As described above, by configuring the data transmission / reception logic circuit 14 with hardware, the processing speed can be increased as compared with software processing. These circuits are composed of electronic circuits, and have a configuration of operating independently of the control of the control circuit 15 except for the start and end of the operation. That is, the data transmission / reception circuit 14 has a configuration in which information such as whether or not the line data relating to recording is held in the line data holding means 13 is obtained from the control circuit 15. Therefore, the control circuit 15 does not need to perform much control on the data transmission / reception logic circuit 14 and has the advantage of reducing the load.

[0015]

[Effect of the device]

 As described above, according to the present invention, the line data is created every several lines and processed in order, so that it is possible to perform the processing with a relatively small capacity memory without decreasing the recording speed. Therefore, the cost of the device can be reduced.

[Brief description of drawings]

FIG. 1 is an explanatory diagram showing an overall configuration of an image recording apparatus showing an embodiment of the present invention.

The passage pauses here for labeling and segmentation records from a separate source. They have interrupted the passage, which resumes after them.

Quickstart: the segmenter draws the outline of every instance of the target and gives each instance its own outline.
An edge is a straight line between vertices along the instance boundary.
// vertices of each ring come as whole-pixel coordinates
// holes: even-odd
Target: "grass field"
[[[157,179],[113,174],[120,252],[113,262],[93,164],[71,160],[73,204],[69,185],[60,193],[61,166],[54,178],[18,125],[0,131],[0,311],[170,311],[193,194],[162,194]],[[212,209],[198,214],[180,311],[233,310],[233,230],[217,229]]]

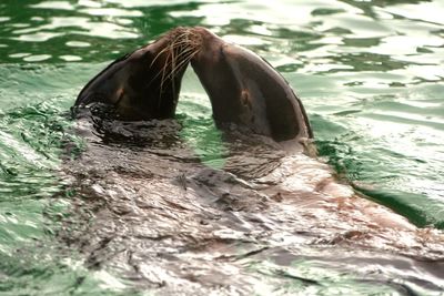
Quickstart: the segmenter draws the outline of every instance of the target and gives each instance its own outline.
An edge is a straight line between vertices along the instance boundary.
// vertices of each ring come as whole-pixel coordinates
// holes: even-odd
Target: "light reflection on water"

FIG. 2 is a line data holding unit 1 shown in FIG.
3 is a schematic diagram illustrating the operations of the data transmission / reception logic circuit 3 and the data transmission / reception logic circuit 14. FIG.

3 is a configuration block diagram of a data transmission / reception logic circuit 14 shown in FIG.

[Explanation of symbols]

 11: Screen buffer memory 12: Line data creating means 13: Line data holding means 14: Data transmission / reception logic circuit 15: Control circuit 16: Head drive circuit 17: Line head

Claims (1)

[Scope of utility model registration request] 1. Image vector data for one screen from an image device such as a CAD device is L rows × M columns (L and M are positive integers).
In the image recording apparatus for recording as a dot image of, the screen buffer memory means for taking in at least one screen of image vector data from the image apparatus, and n (1 ≦ n <L integer) Line data creating means for creating line data in units of lines, line data holding means for loading and holding line data in units of n lines created by the line data creating means, and accessing the line data holding means. , A data transmission / reception logic that sequentially fetches data of a desired line in k (integer of 1 ≦ k) words, clears a memory area in which the fetched data is held, and further sends the fetched data to a head drive circuit. Circuit of the desired line to the head drive circuit. Has a line head that is driven at the stage of being aligned, and a control circuit that controls these elements. Further, the control circuit is configured such that the line data in the line data holding means stores When the taking-out and clearing operations are being performed, the line data creating means creates n lines of line data relating to the next recording, and the empty area of the memory area of the line data holding means is n.
An image recording apparatus, which controls to hold n lines of line data created by the line data creating means in the line data holding means when the line data of the row can be held.